Launched earlier this year, the Raspberry Pi RP2040 — the company's first-ever microcontroller and first product of its in-house application-specific integrated circuit (ASIC) team — arrived on board the Raspberry Pi Pico microcontroller development board. In a departure from the norm, though, Raspberry Pi indicated it was to make the chip available for third parties to design products around — and Arduino was one of the first out of the gate with a confirmed design, the Nano RP2040 Connect.
While it has been beaten to market by rival devices, the Nano RP2040 Connect is now here — and it promises to add a wealth of features to the core functionality of the RP2040: A dual-core Arm Cortex-M0+ microcontroller running at up to 133MHz within official specifications and 240MHz or more outside spec, 264kB of RAM, and eight programmable input/output (PIO) state machines — giving the chip considerable flexibility for defining new peripherals.
To these core specifications, the Nano RP2040 Connect upgrades the external flash to an impressive 16MB while adding a six-degrees-of-freedom (6DoF) inertial measurement unit (IMU) and an on-board microphone — with both sensors boasting "AI smarts" for artificial intelligence at the edge.
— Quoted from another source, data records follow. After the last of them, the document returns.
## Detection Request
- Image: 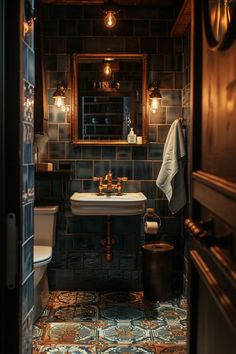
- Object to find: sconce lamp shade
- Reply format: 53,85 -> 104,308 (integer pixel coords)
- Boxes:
148,81 -> 162,114
103,63 -> 112,76
102,0 -> 120,28
52,81 -> 66,108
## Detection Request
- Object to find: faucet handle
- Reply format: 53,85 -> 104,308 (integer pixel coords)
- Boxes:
117,177 -> 128,182
93,177 -> 102,182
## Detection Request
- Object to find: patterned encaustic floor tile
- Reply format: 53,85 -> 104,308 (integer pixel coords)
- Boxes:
33,291 -> 187,354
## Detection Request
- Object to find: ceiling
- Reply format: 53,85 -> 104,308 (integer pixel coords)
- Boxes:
41,0 -> 183,6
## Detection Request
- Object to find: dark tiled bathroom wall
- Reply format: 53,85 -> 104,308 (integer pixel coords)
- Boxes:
21,0 -> 35,353
36,5 -> 186,291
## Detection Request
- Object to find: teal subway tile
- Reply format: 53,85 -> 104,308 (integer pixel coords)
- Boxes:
48,124 -> 59,141
82,146 -> 101,160
111,161 -> 132,179
134,161 -> 152,180
157,124 -> 170,143
94,161 -> 110,178
65,142 -> 81,160
28,48 -> 35,85
149,107 -> 166,124
102,146 -> 116,160
166,107 -> 182,124
161,89 -> 182,106
117,147 -> 131,160
75,161 -> 93,178
149,144 -> 164,160
83,180 -> 98,193
132,146 -> 147,160
59,124 -> 71,141
48,142 -> 65,159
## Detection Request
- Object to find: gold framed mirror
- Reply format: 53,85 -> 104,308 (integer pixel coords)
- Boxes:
72,53 -> 147,145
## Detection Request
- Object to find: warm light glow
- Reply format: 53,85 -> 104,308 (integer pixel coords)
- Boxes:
55,96 -> 64,108
150,98 -> 160,114
104,11 -> 116,28
103,63 -> 112,75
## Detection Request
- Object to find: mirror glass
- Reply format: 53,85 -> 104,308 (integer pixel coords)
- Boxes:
72,53 -> 147,144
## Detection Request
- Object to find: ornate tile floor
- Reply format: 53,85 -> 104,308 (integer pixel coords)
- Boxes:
33,291 -> 187,354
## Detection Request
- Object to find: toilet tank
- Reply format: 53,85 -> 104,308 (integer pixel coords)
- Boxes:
34,205 -> 58,247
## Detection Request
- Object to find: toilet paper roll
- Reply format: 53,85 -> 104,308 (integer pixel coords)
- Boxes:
144,221 -> 158,235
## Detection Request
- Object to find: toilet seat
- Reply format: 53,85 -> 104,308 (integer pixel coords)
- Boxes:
34,245 -> 52,267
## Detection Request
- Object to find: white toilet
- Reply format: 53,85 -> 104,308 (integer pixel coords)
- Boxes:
33,206 -> 58,322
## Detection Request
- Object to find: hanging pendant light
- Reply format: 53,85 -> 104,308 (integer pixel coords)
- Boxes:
102,0 -> 120,28
52,81 -> 66,108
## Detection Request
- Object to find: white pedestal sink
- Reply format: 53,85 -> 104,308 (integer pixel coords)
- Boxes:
70,192 -> 147,262
70,192 -> 147,216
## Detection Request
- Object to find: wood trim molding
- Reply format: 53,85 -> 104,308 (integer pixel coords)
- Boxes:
190,250 -> 236,330
170,0 -> 191,37
192,171 -> 236,230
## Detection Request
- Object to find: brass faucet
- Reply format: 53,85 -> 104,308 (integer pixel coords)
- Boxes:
93,170 -> 128,195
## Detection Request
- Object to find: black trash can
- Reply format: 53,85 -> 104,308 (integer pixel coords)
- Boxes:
142,242 -> 174,301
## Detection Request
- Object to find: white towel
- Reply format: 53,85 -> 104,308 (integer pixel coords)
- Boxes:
156,119 -> 186,214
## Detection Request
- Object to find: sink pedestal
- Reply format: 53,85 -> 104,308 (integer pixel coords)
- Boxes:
101,215 -> 115,262
70,192 -> 147,262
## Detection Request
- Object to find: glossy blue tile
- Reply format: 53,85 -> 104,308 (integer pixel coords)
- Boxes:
28,48 -> 35,85
75,161 -> 93,178
82,146 -> 101,160
83,180 -> 98,193
149,107 -> 166,124
166,107 -> 182,124
117,147 -> 131,160
132,146 -> 147,160
59,124 -> 71,141
48,124 -> 59,141
66,142 -> 81,160
111,161 -> 132,179
48,142 -> 65,159
102,146 -> 116,160
70,180 -> 83,194
148,125 -> 157,143
94,161 -> 110,178
149,144 -> 164,160
134,161 -> 152,179
161,90 -> 182,106
22,237 -> 34,281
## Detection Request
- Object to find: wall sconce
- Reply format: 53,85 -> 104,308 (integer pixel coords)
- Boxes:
148,81 -> 162,114
52,81 -> 66,108
24,0 -> 36,34
103,62 -> 112,76
102,0 -> 120,28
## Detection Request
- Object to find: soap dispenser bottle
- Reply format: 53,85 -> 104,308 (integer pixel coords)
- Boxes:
128,128 -> 136,144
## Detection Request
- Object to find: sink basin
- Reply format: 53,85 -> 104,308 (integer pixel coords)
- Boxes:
70,192 -> 147,215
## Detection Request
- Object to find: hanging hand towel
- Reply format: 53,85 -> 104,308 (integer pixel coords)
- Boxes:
156,119 -> 186,214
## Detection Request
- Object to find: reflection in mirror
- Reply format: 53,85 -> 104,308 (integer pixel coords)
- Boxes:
72,53 -> 147,144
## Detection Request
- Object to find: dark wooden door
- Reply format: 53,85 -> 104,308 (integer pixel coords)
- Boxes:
185,0 -> 236,354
Wireless connectivity, meanwhile, comes courtesy of a u-blox NINA-W102 radio module with Wi-Fi 802.11b/g/n, Bluetooth 4.2, and Bluetooth Low Energy (BLE) support — and offering full compatibility with the Arduino Cloud platform.
The breadboard-friendly Nano form factor breaks out 20 digital input/output pins, all of which support pulse-width modulation and hardware interrupts, along with eight analog inputs. Power and data is provided on a micro-USB port, while a Microchip ATECC608A-MAHDA-T coprocessor offers a secure element and authentication capabilities. The board also uses the same castellated pin headers as the Raspberry Pi Pico, meaning it can have pins soldered into place or be surface-mounted on a carrier board as a module.